Abstract
Emerging research suggests a potential role for glucagon-like peptide-1 receptor agonists (GLP-1 RAs) in alcohol use disorder (AUD), because GLP-1 receptors are present in the brain regions involved in dopamine signaling and the human reward system. We present the case of a man prescribed GLP-1 RAs for obesity who had concomitant AUD. A 34-year-old man was referred to a family medicine clinic for medication therapy management of obesity. His medical history was notable for bipolar disorder, class 2 obesity, and obstructive sleep apnea (OSA). His Alcohol Use Disorders Identification Test score indicated high-risk alcohol use. Over the course of 10 months using an injectable GLP-1 RA (semaglutide), the patient showed a clinically significant decrease in both body weight and alcohol consumption. Although this patient initially sought care for weight loss goals to improve quality of life and symptoms of OSA, after 10 months of treatment with semaglutide he reported a considerable decrease in alcohol consumption leading to mental, social, and home life improvements. Our aim in presenting this case is to illustrate the potential benefit of GLP-1 RAs for decreasing alcohol consumption levels in a patient with multiple comorbid conditions. The case adds to the growing body of evidence supporting the exploration of GLP-1 RAs for the treatment of AUD. Additionally, it underscores the need to enhance AUD screening efforts within family medicine clinics to identify high-risk persons and provide timely interventions.
Introduction
Alcohol use disorder (AUD) is highly prevalent in the United States, affecting more than 29 million of the 133 million persons who consume alcohol, with more than 60 million reporting binge drinking within the past month. 1 Despite the impact of AUD, less than 10% of persons with AUD report receiving treatment in the past year and only 2% use pharmacotherapy. 2 The Alcohol Use Disorders Identification Test (AUDIT) is a validated clinical screening tool that assesses alcohol consumption patterns, frequency of binge drinking, and alcohol-related consequences. 3 Although glucagon-like peptide-1 receptor agonists (GLP-1 RAs) are widely used for weight management and type 2 diabetes, emerging research suggests a potential role for GLP-1 RAs in AUD. GLP-1 receptors are present in the brain regions involved in dopamine signaling and the human reward system.1,2,4 -8 Here, we describe the case of a 34-year-old man who was referred to our family medicine clinic for obesity management and whose AUD responded to GLP-1 RAs. Our aim is to illustrate the potential benefit of GLP-1 RAs for decreasing alcohol consumption levels in patients with substantial comorbid conditions.
Case Presentation
A 34-year-old man was referred to our family medicine clinic in August 2024 for medication therapy management of class 2 obesity and hypogonadism. His body mass index (BMI, calculated as weight in kilograms divided by height in meters squared) was 37. His medical history was also notable for bipolar disorder and generalized anxiety disorder, both managed by an outside psychiatrist, and obstructive sleep apnea (OSA), all of which were well controlled. Although he did not directly disclose alcohol use, his AUDIT score was 27, indicating high-risk alcohol use.

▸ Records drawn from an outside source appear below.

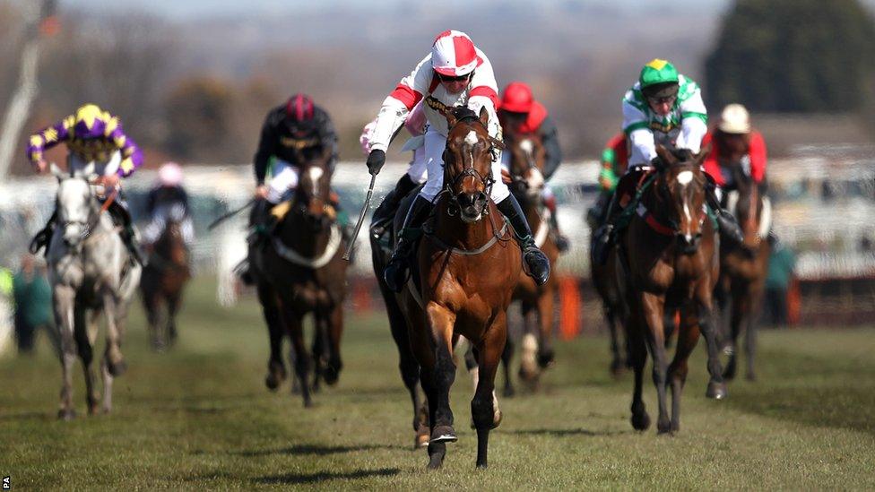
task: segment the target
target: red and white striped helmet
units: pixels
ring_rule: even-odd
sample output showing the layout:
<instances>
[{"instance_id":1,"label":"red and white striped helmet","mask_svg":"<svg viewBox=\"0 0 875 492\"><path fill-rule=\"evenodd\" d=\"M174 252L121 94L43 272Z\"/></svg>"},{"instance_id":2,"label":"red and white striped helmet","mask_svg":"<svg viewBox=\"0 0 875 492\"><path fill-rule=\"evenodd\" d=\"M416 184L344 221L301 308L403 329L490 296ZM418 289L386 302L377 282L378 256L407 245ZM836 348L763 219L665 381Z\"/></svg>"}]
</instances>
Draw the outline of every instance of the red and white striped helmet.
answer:
<instances>
[{"instance_id":1,"label":"red and white striped helmet","mask_svg":"<svg viewBox=\"0 0 875 492\"><path fill-rule=\"evenodd\" d=\"M445 30L435 38L431 47L431 67L447 77L467 75L482 63L474 43L460 30Z\"/></svg>"}]
</instances>

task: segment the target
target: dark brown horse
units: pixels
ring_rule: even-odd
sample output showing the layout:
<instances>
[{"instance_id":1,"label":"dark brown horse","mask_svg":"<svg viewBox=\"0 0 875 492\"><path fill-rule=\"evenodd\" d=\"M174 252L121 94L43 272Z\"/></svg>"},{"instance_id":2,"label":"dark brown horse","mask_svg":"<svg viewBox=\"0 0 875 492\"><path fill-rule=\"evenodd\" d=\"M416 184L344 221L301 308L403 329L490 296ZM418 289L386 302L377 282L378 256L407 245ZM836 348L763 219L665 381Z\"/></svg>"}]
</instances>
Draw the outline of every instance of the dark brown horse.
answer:
<instances>
[{"instance_id":1,"label":"dark brown horse","mask_svg":"<svg viewBox=\"0 0 875 492\"><path fill-rule=\"evenodd\" d=\"M720 283L718 298L721 312L728 304L729 362L723 377L735 377L738 337L744 331L744 349L749 380L756 378L753 359L757 342L757 316L762 307L768 271L771 246L767 241L770 226L771 208L759 192L753 178L741 171L740 164L732 165L737 192L730 194L730 207L744 233L744 244L720 248Z\"/></svg>"},{"instance_id":2,"label":"dark brown horse","mask_svg":"<svg viewBox=\"0 0 875 492\"><path fill-rule=\"evenodd\" d=\"M402 291L402 306L411 324L411 344L429 402L429 468L439 468L446 443L457 439L449 391L455 378L453 350L459 335L474 346L480 367L471 413L477 429L477 466L485 468L489 431L501 420L495 374L522 259L512 231L489 198L493 150L504 147L487 132L489 113L484 108L478 117L455 108L446 120L444 191L416 248L418 271ZM396 224L403 217L396 215Z\"/></svg>"},{"instance_id":3,"label":"dark brown horse","mask_svg":"<svg viewBox=\"0 0 875 492\"><path fill-rule=\"evenodd\" d=\"M619 284L629 308L627 337L635 369L632 427L645 430L650 417L641 399L644 367L649 350L654 358L654 384L659 401L659 433L680 427L680 393L687 379L687 359L705 336L711 380L706 395L725 396L717 347L712 292L717 281L717 235L705 209L706 177L700 166L706 155L671 152L657 147L662 165L643 192L635 215L620 238L618 255L623 272ZM680 311L674 359L665 353L663 315ZM671 387L671 419L666 385Z\"/></svg>"},{"instance_id":4,"label":"dark brown horse","mask_svg":"<svg viewBox=\"0 0 875 492\"><path fill-rule=\"evenodd\" d=\"M176 316L191 278L188 250L182 237L182 209L171 208L163 213L164 230L152 245L149 263L140 279L152 348L159 351L177 340Z\"/></svg>"},{"instance_id":5,"label":"dark brown horse","mask_svg":"<svg viewBox=\"0 0 875 492\"><path fill-rule=\"evenodd\" d=\"M274 234L263 249L250 252L271 341L264 383L275 390L286 377L282 340L288 335L305 407L312 405L311 391L318 390L320 379L334 384L342 367L340 343L347 262L342 258L344 241L330 203L330 159L326 152L301 166L292 200L273 209L279 220ZM312 357L303 325L304 316L310 313L316 328Z\"/></svg>"},{"instance_id":6,"label":"dark brown horse","mask_svg":"<svg viewBox=\"0 0 875 492\"><path fill-rule=\"evenodd\" d=\"M550 232L550 218L542 206L544 191L543 168L547 151L536 134L511 134L507 152L510 152L510 188L516 196L525 219L534 234L535 244L550 260L553 269L559 256L559 247ZM550 277L542 286L535 284L532 277L520 274L519 283L514 290L513 300L520 302L523 315L522 353L520 377L531 388L537 388L541 369L553 362L552 348L553 309L557 298L559 282ZM514 353L514 342L507 339L502 361L505 367L505 396L514 394L510 378L510 363Z\"/></svg>"},{"instance_id":7,"label":"dark brown horse","mask_svg":"<svg viewBox=\"0 0 875 492\"><path fill-rule=\"evenodd\" d=\"M394 193L393 190L390 193ZM415 194L416 192L414 192ZM406 211L412 201L412 197L399 200L400 210ZM385 200L391 200L392 197L386 196ZM402 217L403 218L403 217ZM431 438L431 429L429 427L429 411L425 404L425 395L420 385L420 363L417 362L413 355L413 349L411 347L410 328L408 326L405 314L402 309L402 303L409 296L407 290L395 294L386 284L383 279L383 271L389 262L392 255L391 238L394 233L394 228L380 230L371 229L370 231L370 251L371 263L374 267L374 275L377 277L377 283L380 288L380 294L386 303L386 312L389 318L389 330L392 332L392 339L398 349L398 369L401 372L401 378L404 382L404 386L410 392L411 402L413 406L413 447L422 447L429 445Z\"/></svg>"}]
</instances>

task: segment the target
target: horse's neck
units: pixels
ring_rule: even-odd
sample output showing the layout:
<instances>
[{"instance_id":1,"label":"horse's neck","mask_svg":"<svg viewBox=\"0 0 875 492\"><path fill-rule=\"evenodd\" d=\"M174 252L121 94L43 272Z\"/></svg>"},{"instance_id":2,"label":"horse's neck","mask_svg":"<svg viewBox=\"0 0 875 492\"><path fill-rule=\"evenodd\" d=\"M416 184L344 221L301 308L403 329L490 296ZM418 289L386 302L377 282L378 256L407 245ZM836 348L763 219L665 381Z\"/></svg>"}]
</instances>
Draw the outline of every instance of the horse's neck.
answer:
<instances>
[{"instance_id":1,"label":"horse's neck","mask_svg":"<svg viewBox=\"0 0 875 492\"><path fill-rule=\"evenodd\" d=\"M438 206L435 235L449 246L460 249L476 249L498 234L493 229L493 223L496 228L501 229L504 218L492 200L487 205L489 215L484 213L480 220L471 223L463 220L458 213L452 216L447 213L448 206L446 200L441 200Z\"/></svg>"},{"instance_id":2,"label":"horse's neck","mask_svg":"<svg viewBox=\"0 0 875 492\"><path fill-rule=\"evenodd\" d=\"M328 246L331 228L319 232L313 232L309 228L303 215L294 210L290 211L282 220L280 240L301 255L315 256Z\"/></svg>"}]
</instances>

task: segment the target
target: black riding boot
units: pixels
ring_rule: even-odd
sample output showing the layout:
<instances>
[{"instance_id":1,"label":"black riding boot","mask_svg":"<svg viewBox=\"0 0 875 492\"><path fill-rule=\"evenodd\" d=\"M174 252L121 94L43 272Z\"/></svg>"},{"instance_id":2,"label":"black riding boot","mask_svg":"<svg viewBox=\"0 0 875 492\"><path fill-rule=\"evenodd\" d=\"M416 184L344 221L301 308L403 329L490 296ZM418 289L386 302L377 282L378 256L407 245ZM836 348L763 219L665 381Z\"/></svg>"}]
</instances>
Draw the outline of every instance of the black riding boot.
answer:
<instances>
[{"instance_id":1,"label":"black riding boot","mask_svg":"<svg viewBox=\"0 0 875 492\"><path fill-rule=\"evenodd\" d=\"M380 206L374 211L374 220L371 225L371 234L377 237L382 236L386 229L386 226L392 223L398 205L412 191L416 189L419 184L411 179L409 174L404 174L401 179L395 183L395 188L386 195Z\"/></svg>"},{"instance_id":2,"label":"black riding boot","mask_svg":"<svg viewBox=\"0 0 875 492\"><path fill-rule=\"evenodd\" d=\"M389 259L386 270L383 271L383 280L386 281L389 289L394 292L401 292L410 273L410 257L415 241L406 238L405 232L410 228L422 227L422 223L431 213L432 207L431 202L417 195L413 204L407 211L404 224L398 233L398 244L395 245L395 249L392 252L392 258Z\"/></svg>"},{"instance_id":3,"label":"black riding boot","mask_svg":"<svg viewBox=\"0 0 875 492\"><path fill-rule=\"evenodd\" d=\"M550 279L550 260L535 246L534 237L532 237L532 229L529 229L529 222L525 220L519 202L514 198L513 194L510 194L496 205L498 211L504 214L510 221L510 225L514 227L516 242L519 244L520 249L523 250L523 261L528 266L526 273L534 279L538 285L547 283L547 280Z\"/></svg>"},{"instance_id":4,"label":"black riding boot","mask_svg":"<svg viewBox=\"0 0 875 492\"><path fill-rule=\"evenodd\" d=\"M708 206L715 211L717 219L717 229L720 230L720 237L728 241L731 245L741 245L744 243L744 233L739 227L735 216L729 211L720 206L720 200L717 200L716 185L708 177L708 183L705 186L705 200Z\"/></svg>"},{"instance_id":5,"label":"black riding boot","mask_svg":"<svg viewBox=\"0 0 875 492\"><path fill-rule=\"evenodd\" d=\"M28 246L28 251L30 255L36 255L39 251L40 247L45 246L46 251L43 255L48 257L48 246L52 242L52 233L55 231L55 223L57 221L57 211L52 212L52 216L48 218L48 221L46 222L46 227L37 233L30 241L30 245Z\"/></svg>"}]
</instances>

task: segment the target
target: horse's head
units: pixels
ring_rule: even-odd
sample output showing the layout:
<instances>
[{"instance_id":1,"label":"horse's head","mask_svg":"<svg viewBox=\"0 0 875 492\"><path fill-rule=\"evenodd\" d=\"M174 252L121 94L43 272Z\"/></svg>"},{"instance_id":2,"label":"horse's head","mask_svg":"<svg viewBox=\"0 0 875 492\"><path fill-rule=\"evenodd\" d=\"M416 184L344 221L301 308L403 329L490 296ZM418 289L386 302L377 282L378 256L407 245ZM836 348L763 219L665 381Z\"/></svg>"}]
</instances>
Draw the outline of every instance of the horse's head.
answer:
<instances>
[{"instance_id":1,"label":"horse's head","mask_svg":"<svg viewBox=\"0 0 875 492\"><path fill-rule=\"evenodd\" d=\"M299 160L304 164L300 168L294 203L296 209L303 214L305 220L313 227L314 231L328 227L334 219L329 215L331 156L331 149L325 149L313 159Z\"/></svg>"},{"instance_id":2,"label":"horse's head","mask_svg":"<svg viewBox=\"0 0 875 492\"><path fill-rule=\"evenodd\" d=\"M544 164L547 150L537 134L515 134L510 138L510 177L516 191L529 199L541 196L544 190Z\"/></svg>"},{"instance_id":3,"label":"horse's head","mask_svg":"<svg viewBox=\"0 0 875 492\"><path fill-rule=\"evenodd\" d=\"M680 251L692 255L698 250L706 218L705 187L707 178L701 166L708 150L693 154L687 150L671 151L657 145L656 153L662 160L654 183L659 208L664 211L674 229Z\"/></svg>"},{"instance_id":4,"label":"horse's head","mask_svg":"<svg viewBox=\"0 0 875 492\"><path fill-rule=\"evenodd\" d=\"M462 220L475 222L483 216L495 182L493 150L503 150L504 143L489 136L485 108L480 116L467 108L454 108L446 116L449 132L444 150L444 186Z\"/></svg>"},{"instance_id":5,"label":"horse's head","mask_svg":"<svg viewBox=\"0 0 875 492\"><path fill-rule=\"evenodd\" d=\"M88 237L99 219L100 203L91 186L92 173L93 166L70 175L52 164L52 174L58 181L56 197L57 221L65 244L74 249L78 248L82 239Z\"/></svg>"}]
</instances>

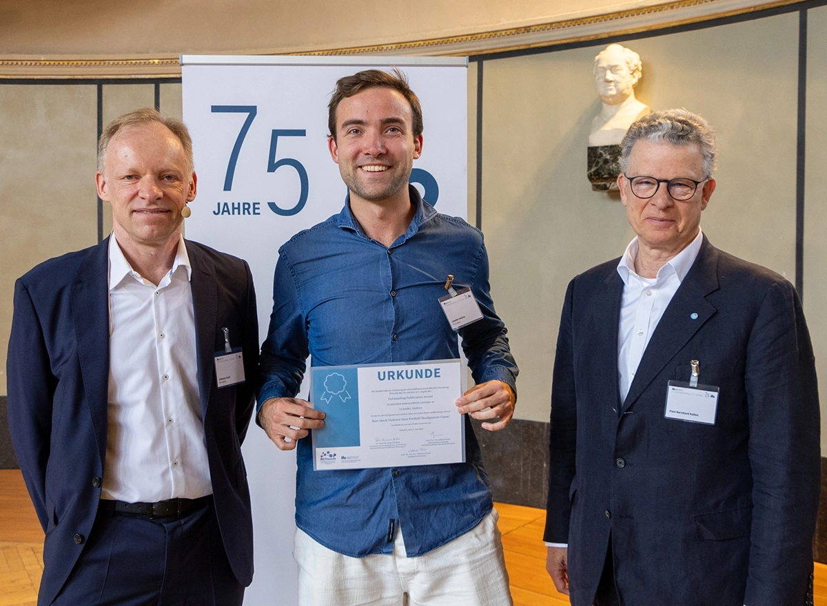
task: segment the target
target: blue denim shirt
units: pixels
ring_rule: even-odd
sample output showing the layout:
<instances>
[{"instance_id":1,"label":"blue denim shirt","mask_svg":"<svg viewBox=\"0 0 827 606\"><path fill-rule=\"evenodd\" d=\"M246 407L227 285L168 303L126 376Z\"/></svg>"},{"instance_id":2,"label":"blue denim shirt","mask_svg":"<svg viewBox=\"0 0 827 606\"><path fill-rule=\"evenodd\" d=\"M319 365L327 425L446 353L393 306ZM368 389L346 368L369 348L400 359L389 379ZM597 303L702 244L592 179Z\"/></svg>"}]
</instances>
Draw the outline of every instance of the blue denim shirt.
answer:
<instances>
[{"instance_id":1,"label":"blue denim shirt","mask_svg":"<svg viewBox=\"0 0 827 606\"><path fill-rule=\"evenodd\" d=\"M489 292L482 233L439 214L410 188L416 214L390 248L351 213L296 234L279 251L273 313L261 350L258 401L294 397L308 354L313 366L458 358L439 306L448 274L468 286L484 317L460 330L475 381L515 389L517 366ZM516 393L516 389L515 389ZM408 556L476 527L491 510L480 446L466 418L466 463L398 469L313 469L310 437L297 446L296 524L339 553L391 553L400 526Z\"/></svg>"}]
</instances>

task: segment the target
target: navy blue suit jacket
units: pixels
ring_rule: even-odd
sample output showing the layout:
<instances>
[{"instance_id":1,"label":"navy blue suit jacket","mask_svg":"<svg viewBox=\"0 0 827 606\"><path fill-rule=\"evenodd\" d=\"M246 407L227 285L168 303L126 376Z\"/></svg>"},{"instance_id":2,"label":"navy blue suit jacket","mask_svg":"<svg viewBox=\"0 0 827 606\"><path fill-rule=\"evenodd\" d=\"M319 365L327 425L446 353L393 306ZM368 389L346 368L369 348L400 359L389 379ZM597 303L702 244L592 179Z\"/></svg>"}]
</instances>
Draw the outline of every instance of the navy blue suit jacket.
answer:
<instances>
[{"instance_id":1,"label":"navy blue suit jacket","mask_svg":"<svg viewBox=\"0 0 827 606\"><path fill-rule=\"evenodd\" d=\"M592 604L610 534L624 604L802 604L820 416L796 291L705 236L621 405L618 260L569 284L554 362L545 540L568 544L571 604ZM720 388L714 426L664 417L692 360Z\"/></svg>"},{"instance_id":2,"label":"navy blue suit jacket","mask_svg":"<svg viewBox=\"0 0 827 606\"><path fill-rule=\"evenodd\" d=\"M39 604L60 590L92 530L107 446L108 238L51 259L17 280L9 340L8 422L45 532ZM239 582L252 578L252 520L241 459L258 365L258 321L246 261L187 241L198 387L213 499ZM246 381L218 389L222 327L244 352ZM135 360L141 364L141 360ZM140 565L140 563L136 563Z\"/></svg>"}]
</instances>

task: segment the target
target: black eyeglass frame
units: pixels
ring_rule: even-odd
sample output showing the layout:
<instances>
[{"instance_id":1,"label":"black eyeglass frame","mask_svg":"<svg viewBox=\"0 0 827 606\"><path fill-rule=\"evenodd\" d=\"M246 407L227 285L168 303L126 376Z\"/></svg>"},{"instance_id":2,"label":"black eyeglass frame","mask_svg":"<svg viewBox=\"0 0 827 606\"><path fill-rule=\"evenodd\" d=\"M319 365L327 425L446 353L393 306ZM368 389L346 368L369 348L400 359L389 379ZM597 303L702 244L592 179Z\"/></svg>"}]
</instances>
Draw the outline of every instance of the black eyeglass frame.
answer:
<instances>
[{"instance_id":1,"label":"black eyeglass frame","mask_svg":"<svg viewBox=\"0 0 827 606\"><path fill-rule=\"evenodd\" d=\"M623 176L626 179L627 181L629 181L629 188L632 190L632 193L634 194L635 198L639 198L641 200L648 200L651 198L654 198L655 194L657 193L657 190L661 188L661 184L665 183L667 184L667 193L673 200L677 200L678 202L686 202L686 200L691 199L692 196L694 196L696 193L698 193L698 185L710 179L709 176L704 177L700 181L696 181L694 179L690 179L689 177L676 177L675 179L655 179L654 177L651 177L648 174L636 174L633 177L629 177L628 174L626 174L626 173L624 173ZM651 179L653 181L655 181L657 184L657 185L655 187L655 191L652 193L651 196L638 195L638 193L636 193L634 191L634 188L632 187L632 182L634 179L640 179L642 177L644 179ZM670 184L675 181L691 181L692 183L695 184L695 189L693 189L692 193L688 196L686 196L686 198L675 198L675 196L672 195L672 193L669 190Z\"/></svg>"}]
</instances>

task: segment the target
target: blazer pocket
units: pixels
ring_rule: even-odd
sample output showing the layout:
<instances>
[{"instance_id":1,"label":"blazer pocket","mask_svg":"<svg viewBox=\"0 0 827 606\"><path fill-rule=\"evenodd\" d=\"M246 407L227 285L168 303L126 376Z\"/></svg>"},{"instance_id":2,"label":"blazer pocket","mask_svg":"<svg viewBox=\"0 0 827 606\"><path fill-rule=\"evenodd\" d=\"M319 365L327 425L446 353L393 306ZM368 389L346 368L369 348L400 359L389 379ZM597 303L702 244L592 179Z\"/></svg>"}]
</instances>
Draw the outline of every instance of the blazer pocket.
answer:
<instances>
[{"instance_id":1,"label":"blazer pocket","mask_svg":"<svg viewBox=\"0 0 827 606\"><path fill-rule=\"evenodd\" d=\"M699 541L726 541L748 537L753 526L753 508L729 509L692 516Z\"/></svg>"}]
</instances>

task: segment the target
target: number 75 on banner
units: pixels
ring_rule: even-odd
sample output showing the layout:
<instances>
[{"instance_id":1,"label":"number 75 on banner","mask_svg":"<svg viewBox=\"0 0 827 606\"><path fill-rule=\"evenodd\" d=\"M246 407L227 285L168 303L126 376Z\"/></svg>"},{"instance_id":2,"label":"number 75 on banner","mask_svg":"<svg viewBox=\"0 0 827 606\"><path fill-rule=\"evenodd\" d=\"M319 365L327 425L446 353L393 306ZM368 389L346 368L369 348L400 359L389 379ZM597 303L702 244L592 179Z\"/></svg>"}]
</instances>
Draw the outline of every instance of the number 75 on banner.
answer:
<instances>
[{"instance_id":1,"label":"number 75 on banner","mask_svg":"<svg viewBox=\"0 0 827 606\"><path fill-rule=\"evenodd\" d=\"M256 115L258 112L258 106L213 105L211 107L211 110L213 113L246 113L247 115L244 123L241 125L241 130L238 131L238 136L236 137L236 142L232 146L232 150L230 152L229 161L227 163L227 172L224 175L224 191L229 192L232 190L232 178L236 174L236 163L238 161L238 155L241 150L241 146L244 145L244 139L250 131L250 126L253 123L253 120L256 119ZM275 173L283 166L288 166L295 170L300 184L299 200L292 207L283 208L275 202L267 203L270 209L277 215L290 217L300 212L307 203L308 193L310 188L310 183L308 179L308 171L299 160L295 158L281 158L276 160L276 146L279 142L279 137L306 136L306 135L307 131L304 129L274 128L272 130L270 139L270 155L267 159L267 172ZM423 198L431 206L434 206L437 203L437 199L439 198L439 185L433 174L423 169L414 169L411 171L411 176L409 180L410 183L422 185L424 189Z\"/></svg>"}]
</instances>

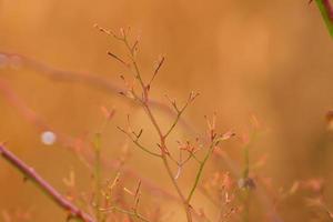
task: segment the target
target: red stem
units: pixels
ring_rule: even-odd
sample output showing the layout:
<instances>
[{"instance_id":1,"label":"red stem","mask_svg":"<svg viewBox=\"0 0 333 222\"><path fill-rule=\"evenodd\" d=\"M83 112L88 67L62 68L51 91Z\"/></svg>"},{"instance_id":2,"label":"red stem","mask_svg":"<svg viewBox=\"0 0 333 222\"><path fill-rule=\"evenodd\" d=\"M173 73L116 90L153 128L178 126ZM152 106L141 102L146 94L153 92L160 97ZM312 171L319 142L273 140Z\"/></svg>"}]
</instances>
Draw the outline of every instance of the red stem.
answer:
<instances>
[{"instance_id":1,"label":"red stem","mask_svg":"<svg viewBox=\"0 0 333 222\"><path fill-rule=\"evenodd\" d=\"M94 222L91 215L81 211L73 203L62 196L50 183L48 183L42 176L40 176L33 168L29 167L12 152L7 150L3 145L0 145L0 154L10 162L14 168L21 171L24 175L31 179L44 193L47 193L59 206L70 212L70 215L77 219L81 219L84 222Z\"/></svg>"}]
</instances>

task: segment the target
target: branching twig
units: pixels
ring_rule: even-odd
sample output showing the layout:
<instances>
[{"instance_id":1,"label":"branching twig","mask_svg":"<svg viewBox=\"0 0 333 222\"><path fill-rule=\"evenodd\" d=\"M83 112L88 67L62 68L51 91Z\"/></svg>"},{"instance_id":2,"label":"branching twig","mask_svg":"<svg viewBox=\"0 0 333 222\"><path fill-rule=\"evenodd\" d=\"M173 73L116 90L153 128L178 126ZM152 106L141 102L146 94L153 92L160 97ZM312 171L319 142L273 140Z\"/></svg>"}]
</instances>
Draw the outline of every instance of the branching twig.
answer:
<instances>
[{"instance_id":1,"label":"branching twig","mask_svg":"<svg viewBox=\"0 0 333 222\"><path fill-rule=\"evenodd\" d=\"M31 167L17 158L13 153L0 145L0 154L14 168L37 184L46 194L48 194L60 208L70 212L70 218L80 219L84 222L94 222L91 215L80 210L77 205L62 196L52 185L42 179Z\"/></svg>"}]
</instances>

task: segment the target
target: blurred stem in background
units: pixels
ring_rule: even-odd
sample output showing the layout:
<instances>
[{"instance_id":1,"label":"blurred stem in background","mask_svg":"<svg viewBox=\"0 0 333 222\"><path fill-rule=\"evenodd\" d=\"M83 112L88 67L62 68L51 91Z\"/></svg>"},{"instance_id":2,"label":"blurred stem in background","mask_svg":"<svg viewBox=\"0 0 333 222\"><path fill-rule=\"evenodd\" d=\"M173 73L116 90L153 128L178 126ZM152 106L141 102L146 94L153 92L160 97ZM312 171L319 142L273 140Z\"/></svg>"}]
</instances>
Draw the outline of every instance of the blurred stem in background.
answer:
<instances>
[{"instance_id":1,"label":"blurred stem in background","mask_svg":"<svg viewBox=\"0 0 333 222\"><path fill-rule=\"evenodd\" d=\"M327 30L333 38L333 8L330 0L315 0L317 8L320 9L322 17L326 23Z\"/></svg>"}]
</instances>

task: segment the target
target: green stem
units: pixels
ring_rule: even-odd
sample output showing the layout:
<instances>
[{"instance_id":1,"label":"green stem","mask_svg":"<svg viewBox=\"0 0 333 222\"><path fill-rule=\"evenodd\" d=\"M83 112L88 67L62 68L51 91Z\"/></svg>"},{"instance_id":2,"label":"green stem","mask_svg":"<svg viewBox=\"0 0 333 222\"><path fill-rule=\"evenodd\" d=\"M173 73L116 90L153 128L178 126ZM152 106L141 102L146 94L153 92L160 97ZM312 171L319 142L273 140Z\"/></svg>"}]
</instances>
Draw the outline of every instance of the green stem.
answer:
<instances>
[{"instance_id":1,"label":"green stem","mask_svg":"<svg viewBox=\"0 0 333 222\"><path fill-rule=\"evenodd\" d=\"M195 176L194 184L193 184L193 186L192 186L192 189L191 189L191 191L190 191L190 194L189 194L189 196L188 196L188 199L186 199L186 202L188 202L188 203L190 203L190 201L191 201L191 199L192 199L192 196L193 196L193 194L194 194L194 191L195 191L195 189L198 188L200 178L201 178L202 172L203 172L203 168L204 168L204 165L205 165L208 159L210 158L210 155L213 153L213 150L214 150L214 147L215 147L215 145L216 145L216 142L212 142L212 144L210 145L209 151L206 152L206 154L205 154L203 161L201 161L201 163L200 163L200 167L199 167L199 170L198 170L198 173L196 173L196 176Z\"/></svg>"},{"instance_id":2,"label":"green stem","mask_svg":"<svg viewBox=\"0 0 333 222\"><path fill-rule=\"evenodd\" d=\"M333 38L333 8L330 0L315 0L317 8L326 23L327 30Z\"/></svg>"}]
</instances>

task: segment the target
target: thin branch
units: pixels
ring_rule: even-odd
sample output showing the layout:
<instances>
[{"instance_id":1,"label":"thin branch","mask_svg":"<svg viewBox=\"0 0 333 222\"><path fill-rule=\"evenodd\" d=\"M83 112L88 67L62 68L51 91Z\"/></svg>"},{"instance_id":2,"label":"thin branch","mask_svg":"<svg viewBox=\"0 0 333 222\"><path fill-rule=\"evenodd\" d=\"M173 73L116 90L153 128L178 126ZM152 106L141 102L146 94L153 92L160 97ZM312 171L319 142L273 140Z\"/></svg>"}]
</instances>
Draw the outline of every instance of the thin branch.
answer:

He was initiated on a common GLP-1 RA, semaglutide (Ozempic; Novo Nordisk), 0.25 mg subcutaneously once weekly for weight loss and testosterone 100 mg intramuscularly once weekly for hypogonadism. Semaglutide was titrated to 2.4 mg weekly by May 2025. At that time, his BMI had decreased to 28.6, and his AUDIT score had improved to 7, a decrease of 20 points. Furthermore, the patient reported no alcohol withdrawal symptoms.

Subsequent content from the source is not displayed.